Two years later, the first battery cells, the size of a VHS tape, will be able to leave the factory. Northvolt announced in a press release, Wednesday, December 29, 2021, that it has assembled its first electric battery cell ” last night “. First, the Swedish group will produce 16 gigawatt hours (GWh) per year, enough to equip 300,000 electric vehicles each year.

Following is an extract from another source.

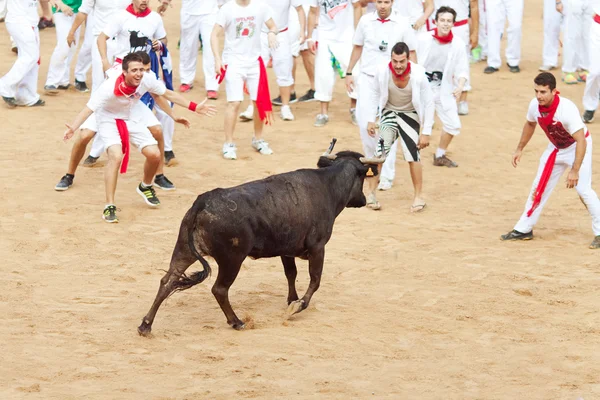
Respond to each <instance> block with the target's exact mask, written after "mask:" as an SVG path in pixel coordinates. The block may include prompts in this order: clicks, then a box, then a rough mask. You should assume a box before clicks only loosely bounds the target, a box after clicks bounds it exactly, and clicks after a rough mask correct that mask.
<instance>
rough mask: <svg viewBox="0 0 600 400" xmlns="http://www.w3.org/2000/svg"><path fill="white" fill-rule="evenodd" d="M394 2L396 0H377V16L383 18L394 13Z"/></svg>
mask: <svg viewBox="0 0 600 400" xmlns="http://www.w3.org/2000/svg"><path fill="white" fill-rule="evenodd" d="M392 4H394V0H376V1H375V7H377V16H378V17H379V18H381V19H386V18H387V17H389V16H390V14H391V13H392Z"/></svg>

In 2023, the storage capacity will double, reaching, in a few years, 60 GWh, i.e. the possibility of equipping one million electric vehicles each year, making Northvolt1 the largest electric battery factory in Europe, whose list of customers include Volkswagen, BMW, Scania or Volvo Cars.
“Major impact for the world”
Fredrik Hedlund, vice-president of Northvolt, ensures the visit. This former strategy director at Sony Mobile, a native of southern Sweden, landed in Skelleftea in June, with his wife and the youngest of their three children. For a year and a half, he oversaw the construction of Volkswagen’s battery plant in Salzgitter, south of Hanover, launched as part of a partnership with Northvolt in 2019. In the spring, the Swedish resold its shares to the German manufacturer, which is also one of its main shareholders.